Messages from the President | Ohio HB 616
4-11-22 Ohio HB 616
It is disheartening and distressing that we are once again confronted with news of misguided, attention-seeking legislative actions clearly aimed to promote division, stoke fear, breed misunderstanding, suppress, and marginalize.
On Monday, April 4th, 2022, Ohio state Representatives, Mike Loychik and Jean Schmidt, introduced HB 616 which bears strong resemblance to Florida’s recently passed Parental Rights in Education law, known by many as the “Don’t Say Gay” law. The proposed legislation is copied directly from that of other states.
In Alabama, Governor Kay Ivey yesterday signed two controversial bills, one making it illegal to teach about gender identity in grades K – 5 and another banning transgender health care for minors. In fact, it criminalizes gender affirming care as a Class C felony, with punishments for parents, caregivers, and medical professionals of up to ten years in prison and up to $15,000 in fines. Just weeks ago, Texas Governor Greg Abbott unilaterally pushed through a directive seeking to legally charge parents and professionals with child abuse for providing supportive environments to transgender children. A court blocked the order from taking effect, but the Texas Attorney General Ken Paxton announced that he had appealed and would persist in this fight. Meanwhile South Dakota has a newly passed and proposed law similar to that of Alabama.

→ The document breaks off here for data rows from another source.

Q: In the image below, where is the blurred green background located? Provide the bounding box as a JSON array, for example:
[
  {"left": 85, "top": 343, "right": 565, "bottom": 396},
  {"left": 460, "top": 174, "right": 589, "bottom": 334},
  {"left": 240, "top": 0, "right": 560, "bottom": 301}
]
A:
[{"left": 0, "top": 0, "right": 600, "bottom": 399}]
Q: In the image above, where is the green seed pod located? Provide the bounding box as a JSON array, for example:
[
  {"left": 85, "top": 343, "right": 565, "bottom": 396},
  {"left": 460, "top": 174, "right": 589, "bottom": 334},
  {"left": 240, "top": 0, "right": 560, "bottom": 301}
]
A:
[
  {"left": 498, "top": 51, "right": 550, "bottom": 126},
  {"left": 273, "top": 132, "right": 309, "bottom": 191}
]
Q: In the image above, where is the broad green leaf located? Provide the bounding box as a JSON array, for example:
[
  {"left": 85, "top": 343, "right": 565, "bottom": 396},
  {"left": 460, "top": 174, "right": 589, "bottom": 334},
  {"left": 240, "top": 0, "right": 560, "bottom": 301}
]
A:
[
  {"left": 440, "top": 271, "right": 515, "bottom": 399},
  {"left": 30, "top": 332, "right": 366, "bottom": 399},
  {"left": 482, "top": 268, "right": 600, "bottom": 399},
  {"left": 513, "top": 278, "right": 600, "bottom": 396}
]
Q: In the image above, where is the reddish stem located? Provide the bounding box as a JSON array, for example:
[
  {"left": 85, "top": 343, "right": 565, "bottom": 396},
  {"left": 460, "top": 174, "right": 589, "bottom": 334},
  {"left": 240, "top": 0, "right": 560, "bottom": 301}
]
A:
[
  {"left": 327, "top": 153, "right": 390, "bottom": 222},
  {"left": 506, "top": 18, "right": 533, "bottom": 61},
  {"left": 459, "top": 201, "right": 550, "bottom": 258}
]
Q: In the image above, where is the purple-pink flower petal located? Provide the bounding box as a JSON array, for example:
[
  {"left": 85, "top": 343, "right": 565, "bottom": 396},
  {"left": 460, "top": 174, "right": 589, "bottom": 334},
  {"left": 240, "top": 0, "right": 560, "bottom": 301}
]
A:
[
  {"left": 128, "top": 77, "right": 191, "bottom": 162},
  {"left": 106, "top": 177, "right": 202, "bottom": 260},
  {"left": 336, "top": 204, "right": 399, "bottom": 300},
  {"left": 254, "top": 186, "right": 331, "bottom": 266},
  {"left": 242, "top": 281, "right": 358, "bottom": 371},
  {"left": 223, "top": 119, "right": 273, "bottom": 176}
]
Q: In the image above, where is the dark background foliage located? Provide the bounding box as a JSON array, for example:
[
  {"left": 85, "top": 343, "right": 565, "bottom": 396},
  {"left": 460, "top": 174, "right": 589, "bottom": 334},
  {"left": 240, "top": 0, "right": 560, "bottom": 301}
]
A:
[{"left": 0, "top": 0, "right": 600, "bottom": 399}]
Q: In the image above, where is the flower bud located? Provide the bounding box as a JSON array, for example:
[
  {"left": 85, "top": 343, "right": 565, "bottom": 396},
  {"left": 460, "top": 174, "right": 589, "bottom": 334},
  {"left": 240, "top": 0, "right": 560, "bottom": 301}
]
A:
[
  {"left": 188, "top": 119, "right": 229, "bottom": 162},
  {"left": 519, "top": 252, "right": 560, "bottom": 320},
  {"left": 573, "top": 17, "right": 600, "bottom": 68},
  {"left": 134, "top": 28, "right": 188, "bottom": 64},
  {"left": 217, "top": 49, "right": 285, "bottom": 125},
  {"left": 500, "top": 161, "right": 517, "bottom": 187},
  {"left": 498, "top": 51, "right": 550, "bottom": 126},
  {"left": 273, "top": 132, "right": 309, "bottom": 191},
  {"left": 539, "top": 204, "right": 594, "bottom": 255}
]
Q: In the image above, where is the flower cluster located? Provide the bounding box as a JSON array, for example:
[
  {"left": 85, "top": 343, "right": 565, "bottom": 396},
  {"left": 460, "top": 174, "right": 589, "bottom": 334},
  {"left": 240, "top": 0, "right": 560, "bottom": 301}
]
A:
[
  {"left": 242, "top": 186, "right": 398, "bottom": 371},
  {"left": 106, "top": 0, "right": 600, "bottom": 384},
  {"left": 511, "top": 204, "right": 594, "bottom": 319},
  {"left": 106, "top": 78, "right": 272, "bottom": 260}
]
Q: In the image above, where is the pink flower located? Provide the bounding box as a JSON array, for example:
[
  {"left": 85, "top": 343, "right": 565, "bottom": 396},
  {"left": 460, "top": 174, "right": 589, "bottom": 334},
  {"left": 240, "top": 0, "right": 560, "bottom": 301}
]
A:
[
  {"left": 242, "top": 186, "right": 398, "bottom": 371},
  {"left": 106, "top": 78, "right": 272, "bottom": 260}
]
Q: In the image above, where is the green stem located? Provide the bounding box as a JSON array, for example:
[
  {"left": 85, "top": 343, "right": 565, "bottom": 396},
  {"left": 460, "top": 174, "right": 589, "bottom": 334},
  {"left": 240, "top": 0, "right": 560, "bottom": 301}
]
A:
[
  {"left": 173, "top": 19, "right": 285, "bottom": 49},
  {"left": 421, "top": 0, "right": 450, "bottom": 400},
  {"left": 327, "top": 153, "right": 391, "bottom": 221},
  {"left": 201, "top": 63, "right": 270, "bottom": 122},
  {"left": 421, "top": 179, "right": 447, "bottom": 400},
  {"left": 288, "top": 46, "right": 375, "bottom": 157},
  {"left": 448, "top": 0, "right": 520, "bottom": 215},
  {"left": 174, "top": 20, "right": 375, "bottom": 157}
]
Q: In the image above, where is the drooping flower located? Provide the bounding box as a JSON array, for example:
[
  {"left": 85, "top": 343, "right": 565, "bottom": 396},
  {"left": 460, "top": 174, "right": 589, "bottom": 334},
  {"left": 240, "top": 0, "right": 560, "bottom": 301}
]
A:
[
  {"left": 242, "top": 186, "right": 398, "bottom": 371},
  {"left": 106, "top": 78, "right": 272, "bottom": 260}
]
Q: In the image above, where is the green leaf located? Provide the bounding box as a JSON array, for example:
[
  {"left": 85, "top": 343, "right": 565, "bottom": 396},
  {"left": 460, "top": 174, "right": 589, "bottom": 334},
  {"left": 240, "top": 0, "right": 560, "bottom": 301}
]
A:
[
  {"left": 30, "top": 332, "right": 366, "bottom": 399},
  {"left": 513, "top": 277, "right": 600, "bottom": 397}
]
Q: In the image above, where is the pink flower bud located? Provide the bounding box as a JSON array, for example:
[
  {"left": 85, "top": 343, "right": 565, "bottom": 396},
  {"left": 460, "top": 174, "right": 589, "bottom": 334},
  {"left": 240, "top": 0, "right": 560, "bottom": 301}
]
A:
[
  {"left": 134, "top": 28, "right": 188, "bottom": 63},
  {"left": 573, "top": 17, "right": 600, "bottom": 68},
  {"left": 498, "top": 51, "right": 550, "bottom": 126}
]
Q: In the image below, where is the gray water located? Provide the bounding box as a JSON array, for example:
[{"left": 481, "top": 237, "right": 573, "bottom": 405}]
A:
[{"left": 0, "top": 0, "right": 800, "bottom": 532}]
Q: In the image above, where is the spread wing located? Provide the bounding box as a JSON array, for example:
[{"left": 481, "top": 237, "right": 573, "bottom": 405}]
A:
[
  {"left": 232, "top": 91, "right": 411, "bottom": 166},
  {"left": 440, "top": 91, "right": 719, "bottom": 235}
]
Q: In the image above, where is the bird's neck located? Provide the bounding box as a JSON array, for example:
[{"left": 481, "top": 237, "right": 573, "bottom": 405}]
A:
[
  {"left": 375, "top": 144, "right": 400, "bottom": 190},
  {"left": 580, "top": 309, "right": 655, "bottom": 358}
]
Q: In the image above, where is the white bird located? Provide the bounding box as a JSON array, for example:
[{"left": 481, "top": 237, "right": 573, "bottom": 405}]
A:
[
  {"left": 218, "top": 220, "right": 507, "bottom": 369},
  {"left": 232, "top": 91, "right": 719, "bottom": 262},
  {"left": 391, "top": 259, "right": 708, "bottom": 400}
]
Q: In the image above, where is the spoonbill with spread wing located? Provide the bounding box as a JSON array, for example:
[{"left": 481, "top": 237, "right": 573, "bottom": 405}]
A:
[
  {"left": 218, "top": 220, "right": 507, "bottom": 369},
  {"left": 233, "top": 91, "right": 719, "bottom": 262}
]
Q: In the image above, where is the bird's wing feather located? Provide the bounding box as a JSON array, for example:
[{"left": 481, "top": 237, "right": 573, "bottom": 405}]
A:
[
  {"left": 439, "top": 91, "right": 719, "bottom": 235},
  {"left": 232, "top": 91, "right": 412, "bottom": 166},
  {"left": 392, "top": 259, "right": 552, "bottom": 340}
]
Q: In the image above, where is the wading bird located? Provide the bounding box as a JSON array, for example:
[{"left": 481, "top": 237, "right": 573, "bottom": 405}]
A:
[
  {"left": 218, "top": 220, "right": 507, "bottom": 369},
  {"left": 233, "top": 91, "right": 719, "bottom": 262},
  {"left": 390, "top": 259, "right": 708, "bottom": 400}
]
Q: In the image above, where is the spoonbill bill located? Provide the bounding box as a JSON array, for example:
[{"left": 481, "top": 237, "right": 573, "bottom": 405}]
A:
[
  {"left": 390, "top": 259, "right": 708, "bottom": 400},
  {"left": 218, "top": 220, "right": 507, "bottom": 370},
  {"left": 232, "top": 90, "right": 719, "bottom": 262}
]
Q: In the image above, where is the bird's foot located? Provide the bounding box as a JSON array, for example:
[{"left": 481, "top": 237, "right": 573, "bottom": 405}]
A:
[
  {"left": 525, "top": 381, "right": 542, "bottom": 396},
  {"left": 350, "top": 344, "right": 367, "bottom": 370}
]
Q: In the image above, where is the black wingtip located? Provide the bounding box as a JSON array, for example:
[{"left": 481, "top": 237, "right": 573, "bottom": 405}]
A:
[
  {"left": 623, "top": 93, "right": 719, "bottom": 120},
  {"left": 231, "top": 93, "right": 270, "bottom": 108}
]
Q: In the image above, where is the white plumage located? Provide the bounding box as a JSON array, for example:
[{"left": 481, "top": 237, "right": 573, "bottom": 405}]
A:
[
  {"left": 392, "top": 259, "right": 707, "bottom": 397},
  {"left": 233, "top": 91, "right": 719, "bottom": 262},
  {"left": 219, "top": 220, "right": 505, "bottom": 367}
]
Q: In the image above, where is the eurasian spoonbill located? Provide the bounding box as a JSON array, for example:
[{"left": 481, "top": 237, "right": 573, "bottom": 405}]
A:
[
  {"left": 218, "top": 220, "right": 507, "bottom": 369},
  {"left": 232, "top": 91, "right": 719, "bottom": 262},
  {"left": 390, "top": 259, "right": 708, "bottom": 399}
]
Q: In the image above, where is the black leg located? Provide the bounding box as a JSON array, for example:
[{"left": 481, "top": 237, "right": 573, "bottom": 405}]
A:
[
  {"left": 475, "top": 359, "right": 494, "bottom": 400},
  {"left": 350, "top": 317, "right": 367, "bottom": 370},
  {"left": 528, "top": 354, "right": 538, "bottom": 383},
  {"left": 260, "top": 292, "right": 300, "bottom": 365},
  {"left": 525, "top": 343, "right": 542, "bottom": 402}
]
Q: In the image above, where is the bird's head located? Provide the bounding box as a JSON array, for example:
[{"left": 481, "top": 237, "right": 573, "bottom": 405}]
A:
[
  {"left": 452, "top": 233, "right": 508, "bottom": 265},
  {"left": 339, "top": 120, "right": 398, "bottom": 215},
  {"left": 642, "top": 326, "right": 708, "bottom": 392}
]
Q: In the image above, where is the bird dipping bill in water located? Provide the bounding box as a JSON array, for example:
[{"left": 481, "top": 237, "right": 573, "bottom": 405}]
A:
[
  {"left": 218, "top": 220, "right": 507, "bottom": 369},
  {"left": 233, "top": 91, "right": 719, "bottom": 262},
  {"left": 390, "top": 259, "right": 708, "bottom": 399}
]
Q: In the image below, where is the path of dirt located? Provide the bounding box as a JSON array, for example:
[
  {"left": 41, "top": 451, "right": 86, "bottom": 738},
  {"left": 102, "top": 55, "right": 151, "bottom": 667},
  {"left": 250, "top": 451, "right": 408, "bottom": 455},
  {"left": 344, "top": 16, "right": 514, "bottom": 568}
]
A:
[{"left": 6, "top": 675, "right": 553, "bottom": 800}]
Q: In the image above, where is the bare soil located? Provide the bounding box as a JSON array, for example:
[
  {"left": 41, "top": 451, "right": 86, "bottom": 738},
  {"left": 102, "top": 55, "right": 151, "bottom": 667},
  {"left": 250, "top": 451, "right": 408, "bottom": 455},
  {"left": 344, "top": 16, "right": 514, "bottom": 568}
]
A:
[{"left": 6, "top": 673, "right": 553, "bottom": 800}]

Arkansas, Arizona, and Tennessee all appear to be going down similar paths. And now, Ohio’s proposed HB 616, if enacted, would prohibit Ohio teachers working in kindergarten through third grade from teaching students or even having conversations with them about sexual orientation and gender identity.
This egregious trend of state assemblies proposing legislation intended to stifle teachers, discredit doctors and impartial medical and mental health agencies and professionals, criminalize parents and caregivers, and dehumanize young transgender people is indefensible. In Alabama, The American Civil Liberties Union, the ACLU of Alabama, Lambda Legal, Transgender Law Center, and Cooley LLP have announced plans to file a legal challenge to the new law. These bills and directives have been shown to have very little-to-no legal standing. But even as these proposed laws don’t pass or are struck down by courts, they are creating waves of uncertainty and instability for children and youth already at risk, and sending a message that they and their family members are somehow at odds with the social and legal standards in their own communities and country. The just world that we all strive for will not stand for the inhumane discrimination and legal internalized torture that these proposed laws, if ultimately allowed to stand, would promote.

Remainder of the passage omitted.